Nigeria: ECOSOCC’s Adeleye Speaks on Science, Tech

Member of the African Union (AU) Economic, Social and Cultural Council (ECOSOCC) standing committee, Olugbenga Adeleye, has encouraged every Nigerian to be involved in efforts aimed at developing science and technology in the country.

Mr Adeleye, who was recently inaugurated as Head, Human Resources, Science and Technology Cluster Committee of ECOSOCC Nigeria, was speaking against the backdrop of challenges tied to science and technology in Africa’s most populous nation.

Some researchers have identified lack of skilled manpower, insufficient budgetary allocations, and political instability as some of the factors hindering the growth of science and technology in Nigeria.

In an exclusive interview with Development Diaries, Mr Adeleye said that Africa must restrategise to overcome these challenges.

‘The challenges have been there all along.

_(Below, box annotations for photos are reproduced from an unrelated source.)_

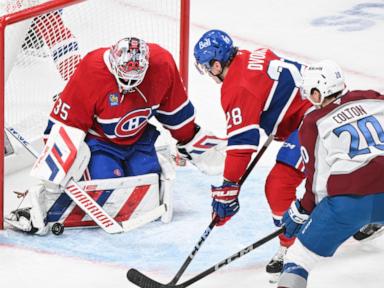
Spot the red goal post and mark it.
[0,0,190,229]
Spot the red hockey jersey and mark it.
[45,43,195,145]
[221,48,311,182]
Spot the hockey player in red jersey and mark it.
[6,37,226,234]
[278,60,384,288]
[194,30,311,280]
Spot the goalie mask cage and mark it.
[0,0,190,229]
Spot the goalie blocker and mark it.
[6,125,175,235]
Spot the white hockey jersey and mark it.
[300,91,384,211]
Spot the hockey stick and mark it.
[4,125,166,234]
[127,227,284,288]
[127,134,274,288]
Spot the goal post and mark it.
[0,0,190,229]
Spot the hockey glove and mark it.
[211,181,240,226]
[282,200,309,238]
[176,126,227,175]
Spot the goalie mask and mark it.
[109,37,149,91]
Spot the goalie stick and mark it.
[4,125,167,234]
[127,134,274,288]
[127,227,284,288]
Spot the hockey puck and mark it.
[51,222,64,236]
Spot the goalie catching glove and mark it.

African Union also recognises these issues and realises that there is a need for everybody to be on board’, he said.

‘African Union ECOSOCC is not just for NGO practitioners alone; it cuts across every sector – IT professionals, businessmen and women, artisans, young people – from all works of life.

‘They [African Union] envisage that, look, we are lagging behind and there is a need for all our people to get involved’.

He further said, ‘To solve these challenges, there is a kind of education that we need to give to ourselves.

‘What is it that we want to do? How do we achieve it? What visions do we have? African Union has a prosperous vision for all. If we understand all of these, definitely it will help us to know what to do.

‘We have to look at the environment, we have to look at the structure, we have to expose our people’.

The ECOSOCC is an advisory body of the AU whose purpose is to give civil society organisations (CSOs) a platform to contribute their input in the AU institutions and decision-making processes, in various projects and programmes.

As leader of the science and technology cluster committee in Nigeria, what should CSOs and other stakeholders in the country expect?

‘I am going to adopt a multi-stakeholder approach in all that we do. I promise to forge strong partnership with all the civil society – even those in diaspora – organised labour, private sector, the professional groups, to come up with strategic plan on how to bring prosperity to the people’, he said.

Established in July 2004, ECOSOCC is made up of CSOs from a wide range of sectors, including labour, business and professional groups, service providers and policy think tanks.